4. Thread the chicken slices onto the skewers. Pour the marinating sauce into a pot and heat until boiling.
5. Grill the chicken slices over medium heat and apply the sauce to the chicken while turning over.
6. When cooked through, serve with Satay peanut sauce and cucumber relish.




Gai Pat Met Ma-Muang Him-Ma-Paan
Ingredients :300 g. sliced chicken thigh
1 1/2 tablespoon soy sauce
2 tablespoons oyster sauce
1/3 cup roasted cashew nuts
2 spring onions, chopped
3 cloves garlic, minced
1/4 onion, cut into small cubes
4 dried chillies, chopped
1 teaspoon seasoning soy sauce
1 tablespoon sugar
1 tablespoon cooking wine
2 tablespoons vegetable oil
STIR-FRIED CHICKEN WITH CASHEW NUTS (Gai Pat Met Ma-Muang Him-Ma-Paan)
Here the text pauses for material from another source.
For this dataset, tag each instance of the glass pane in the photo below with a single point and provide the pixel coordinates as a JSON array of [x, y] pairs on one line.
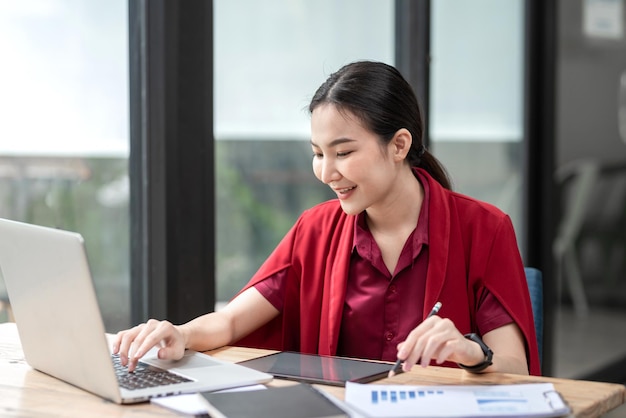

1. Heat oil in a wok over medium heat. When oil is hot, add minced garlic, chop onion, and dried chillies, and fry until fragrant.
2. Then, add chicken, and season with soy sauce, oyster sauce, and sugar.
3. Stir-fry until all ingredients mix thoroughly and chicken is cooked, then add cooking wine, roasted cashew nuts, and spring onion. Stir quickly for 1-2 minutes, then remove from heat.
4. Transfer stir-fried chicken and cashew nuts to a serving dish, and serve immediately.




Pa-Naeng
Ingredients :400 grams beef tenderloin, sliced
2 tablespoons panaeng curry paste
2 tablespoons vegetable cooking oil
150 gms coconut milk
2 tablespoons palm sugar
2 tablespoons fish sauce
10 basil leaves
1 red chilli, sliced
3 kaffir lime leaves
BEEF PANAENG (Pa-Naeng)
1. Heat the oil in a wok and fry the curry paste for one minute, then pour in the coconut milk and boil.
2. Add beef and season with palm sugar and fish sauce.
3. Once the beefs are cooked, then add basil, chilli and kaffir lime leaves. Transfer to a serving bowl. Serve with steamed rice is also a good way to enjoy this recipe.